When a blizzard smothered the whole of northeast England in snow on the 20th of December, all hopes of Christmas leave were dashed. Instead of getting in training all hands, officers and men, were put to shovelling the runways and taxi ways. Just when they had everything cleared, fog rolled in. They were kept standing-by in hopes of an improvement in visibility for another two days but remained grounded. They had lost three days of training and were informed that rather than ending at noon on 23 December as originally planned, the course would be extended by one more week to end at noon on 30 December.
Frank complained loudest. “That’s not ruddy fair!” He told his crewmates at the local. “We’ve got a right to time off and holidays.”
“Not any more you don’t, laddie!” Daddy told the youngster bluntly.
“We’re not slaves!” Frank retorted hotly. “We’re free citizens —”
“In uniform!” Daddy reminded him.
“Look, this isn’t arbitrary,” Kit intervened before tempers flared further. “The HCU is supposed to give us 30 hours of flying in the Lancaster. If the weather closes down and we can’t take off, then they have no choice but to extend the course until we get the flying in. If the operational squadrons were screaming for replacements, they might have shaved a few hours off the course, but this weather has closed down ops as well. We’re here to learn something that could save our lives. Don’t look at it as chicanery, Frank.”
“But why couldn’t we go home and come back after Christmas?” Stu asked. He sounded less belligerent than Frank, but resentful all the same.
“Because the Met is promising good flying weather tomorrow.”
“As they have for the past three days! We could end up sitting around all day Christmas Eve and Christmas Day too!” Stu whined.
“We could,” Kit conceded, “but what if they sent us home only for the weather to clear? We need to fly at every opportunity until we’ve clocked those 30 hours on Lancasters.”
“They’ll put on a fine dinner for us too, and the officers serve the airmen,” Daddy tried to console the younger men.
“And why shouldn’t they? What makes them better than us, anyway? Aren’t we all fighting the same war? Aren’t we taking the same risks?” Frank shot back.
“Officers are gentlemen, which is more than I can say for you, laddie!” Daddy rebuked him hotly.
“When this war is over, things are going to change in this country. I’m not going to take orders from anyone just because they’re richer than me — and I’m not alone.” Frank declared. “We’re not going to recognise the authority of anyone who derives it from nothing more than being born to it!”
“That includes the king!” Stu gasped out, shocked.
“Does, doesn’t it?” Frank thrust out his chin.
“Are you talking about me, Frank?” Kit fixed the gunner with his eyes. He was still leaning back in his chair, but he had crossed his arms in front of his chest tensely.
Frank pulled back startled. “Of course not, sir! You’re not some toff! You earned your right to command.”
“So, there’ll be no mutiny on my aircraft?”
“No, sir! Of course not.”
“Good. Then let’s leave it at that. Until the war is over, we all obey the rules as they are. Agreed?”
A rumble of unhappy “yes, sirs” greeted him. This was evidently one night when drinking together was not going to console them, so Kit got to his feet. “Excuse me, I’ve got to make a phone call. See you tomorrow.”

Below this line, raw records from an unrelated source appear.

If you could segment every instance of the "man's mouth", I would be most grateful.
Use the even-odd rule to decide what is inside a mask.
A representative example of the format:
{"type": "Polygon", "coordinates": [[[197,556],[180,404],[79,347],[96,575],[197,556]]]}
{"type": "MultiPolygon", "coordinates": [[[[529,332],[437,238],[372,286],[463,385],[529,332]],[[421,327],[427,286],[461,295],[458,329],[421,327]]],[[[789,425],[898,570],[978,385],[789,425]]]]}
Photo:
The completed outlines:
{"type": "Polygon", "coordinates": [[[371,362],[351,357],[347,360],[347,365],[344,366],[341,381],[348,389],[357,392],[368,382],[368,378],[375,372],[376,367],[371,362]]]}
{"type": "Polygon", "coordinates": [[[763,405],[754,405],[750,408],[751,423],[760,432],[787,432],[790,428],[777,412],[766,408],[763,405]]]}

Back at the mess, Kit put a call through to Georgina to explain what had happened. He was sorry to miss Christmas with her and her family, but not until he heard the distress in her voice, did he feel bad. “Oh, Kit! That’s terrible! We’ve all been looking forward to having you with us. Mummy went to so much trouble to scrape together enough sugar and margarine coupons to make a plum pudding because you said you liked them so much, and I’ve organized mounted carolling, where everyone with a horse rides to the more isolated farmhouses to sing carols. We always get invited in for hot drinks, and the horses get apples. It’s so much fun!”

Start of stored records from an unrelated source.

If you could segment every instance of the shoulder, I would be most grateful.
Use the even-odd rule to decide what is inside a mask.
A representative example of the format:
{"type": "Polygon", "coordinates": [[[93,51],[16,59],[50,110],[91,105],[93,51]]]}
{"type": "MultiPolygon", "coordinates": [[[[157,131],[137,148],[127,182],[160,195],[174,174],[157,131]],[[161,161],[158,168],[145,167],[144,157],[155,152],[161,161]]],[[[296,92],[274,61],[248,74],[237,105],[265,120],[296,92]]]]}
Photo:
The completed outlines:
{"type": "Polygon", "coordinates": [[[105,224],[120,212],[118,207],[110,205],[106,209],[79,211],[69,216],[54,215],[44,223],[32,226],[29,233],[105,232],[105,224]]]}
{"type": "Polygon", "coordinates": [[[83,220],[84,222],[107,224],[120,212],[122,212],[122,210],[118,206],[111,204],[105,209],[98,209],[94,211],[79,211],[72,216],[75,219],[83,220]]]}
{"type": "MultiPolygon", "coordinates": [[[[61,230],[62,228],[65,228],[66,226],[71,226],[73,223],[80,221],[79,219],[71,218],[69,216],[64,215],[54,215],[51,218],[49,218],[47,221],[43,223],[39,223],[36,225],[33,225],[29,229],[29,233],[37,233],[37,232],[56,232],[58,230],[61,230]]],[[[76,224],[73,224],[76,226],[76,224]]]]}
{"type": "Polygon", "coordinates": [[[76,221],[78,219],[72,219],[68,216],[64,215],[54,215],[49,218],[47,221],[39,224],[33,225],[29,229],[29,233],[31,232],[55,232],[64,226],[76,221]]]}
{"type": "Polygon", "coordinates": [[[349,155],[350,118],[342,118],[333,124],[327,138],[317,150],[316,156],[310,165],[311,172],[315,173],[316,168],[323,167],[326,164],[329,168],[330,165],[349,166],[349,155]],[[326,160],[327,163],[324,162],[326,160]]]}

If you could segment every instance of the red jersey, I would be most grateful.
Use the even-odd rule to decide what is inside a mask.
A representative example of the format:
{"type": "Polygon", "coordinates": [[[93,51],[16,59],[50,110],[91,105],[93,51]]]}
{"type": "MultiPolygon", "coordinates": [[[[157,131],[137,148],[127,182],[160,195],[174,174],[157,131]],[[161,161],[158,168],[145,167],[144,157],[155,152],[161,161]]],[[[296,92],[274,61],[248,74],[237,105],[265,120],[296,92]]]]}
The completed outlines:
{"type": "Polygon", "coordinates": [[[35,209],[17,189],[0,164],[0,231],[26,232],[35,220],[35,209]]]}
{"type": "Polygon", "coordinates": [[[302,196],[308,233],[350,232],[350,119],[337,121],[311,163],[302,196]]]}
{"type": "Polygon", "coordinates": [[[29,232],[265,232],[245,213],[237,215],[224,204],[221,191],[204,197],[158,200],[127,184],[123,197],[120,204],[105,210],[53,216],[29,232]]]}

“I’m sure it is. I wish I could be there.” Kit wasn’t lying. Communal singing resonated with memories of his African childhood and the idea of going carol singing on horseback appealed to him.

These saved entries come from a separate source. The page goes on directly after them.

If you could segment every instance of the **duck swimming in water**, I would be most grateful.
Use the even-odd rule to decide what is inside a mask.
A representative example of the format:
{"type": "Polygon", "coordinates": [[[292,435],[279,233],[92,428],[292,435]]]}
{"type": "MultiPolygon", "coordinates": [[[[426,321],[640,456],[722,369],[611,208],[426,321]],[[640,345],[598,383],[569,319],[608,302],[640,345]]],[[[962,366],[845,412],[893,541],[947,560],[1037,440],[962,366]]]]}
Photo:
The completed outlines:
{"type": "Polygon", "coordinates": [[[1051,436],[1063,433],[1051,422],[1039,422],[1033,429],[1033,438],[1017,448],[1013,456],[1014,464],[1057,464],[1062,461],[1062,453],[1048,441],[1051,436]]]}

Georgina continued over the phone, “My father’s three sisters are here, as well, and they’re ever so anxious to meet you. Not to mention the parishioners.”
“Georgina, please give everyone my apologies, but there’s nothing I can do about it.”
“I’m sorry. I know,” she sounded small and dismayed. “It’s just that I ruined everyone’s Christmas last year. I’d hoped to make up for it by being doubly happy this year — and I’d been so looking forward to sharing all our Christmas traditions with you.”
“Georgina, I’m sorry. Really, I am. But there’s nothing I can do. I can’t come for Christmas.